In the few moments of clarity I have – thankfully, more and more these days – I remember that while I haven’t got the actual PhD in hand (yet), I have, in effect, achieved everything I set out to do:
- I’ve thoroughly loved researching this subject, speaking and working with my participants
- I’ve had the rare privilege of working with supervisors who have always encouraged me to develop new ways of thinking, researching and (co)creating knowledge, and who have repeatedly told me how much they value and appreciate my work
- I’ve met loads of amazing PhD researchers through the years who are as much brilliant, insightful, clever researchers as they are loving, funny, empathetic humans and friends.

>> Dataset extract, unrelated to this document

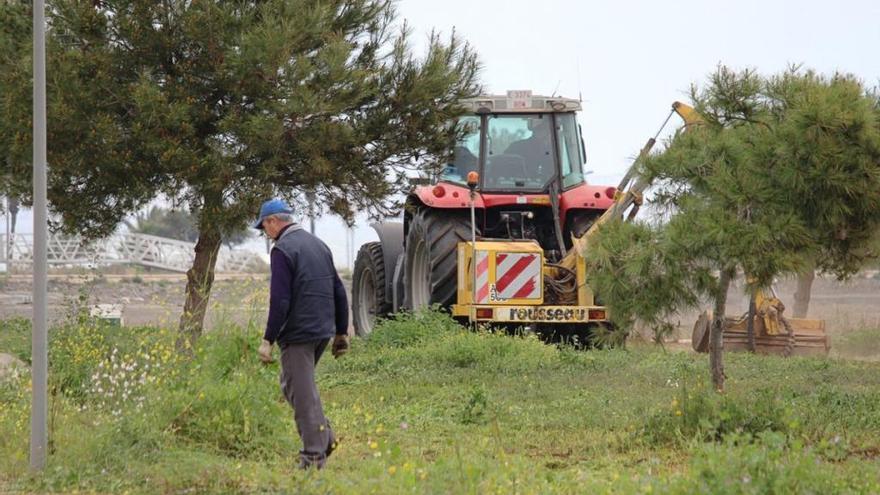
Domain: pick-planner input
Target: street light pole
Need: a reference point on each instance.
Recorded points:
(39, 350)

And I think: this is good enough for me.
Even if I never get the qualification, even if they throw out all my work, even if the examiners decide my work does not pass, I refuse to let these two people determine what is actually good enough or not. I get to decide that for myself.
I fully acknowledge that this is an extremely privileged place to be speaking from. If I don’t get the PhD, I know that it will mean that 5-6 years invested into a PhD (of finances, mental and emotional resource, time, work) will have resulted in no PhD – and I do understand that this is not a luxury that everyone can or will be okay with.
But I also acknowledge and remember that have done loads before this, without a PhD; I have achieved plenty during the PhD, and I will be able to do a lot again (although this is a whole other discussion about careers, transferable skills, personal development blah blah – for another day).
And actually, I won’t be leaving with nothing. With or without the qualification and the title, I will still have done and accomplished everything I had initially set out to do. And that is good enough for me.
I guess what I really want to say is that if you’re just thinking about doing a PhD, or you’re in the throes of filling out those huge application forms, really stop for a moment and think about why exactly you’re wanting to do this.
Write it out, journal, mind-map, draw pictures, have long conversations with loved ones – do whatever you need to, to articulate those reasons. Dig out those reasons deep down in your heart and gut and bones, and hold them like treasure – they are what will keep you going through all those tough and chewy moments, including and especially (though I hope it never happens to you), the very worst of PhD nightmares where you find yourself sitting in a room and having your work mocked and shredded.
Find your reasons and remember always that they are your reasons; nobody can tell you that’s wrong or not enough.
Beyond fancy titles and qualifications, status and academic prestige, what is and will be good enough for you?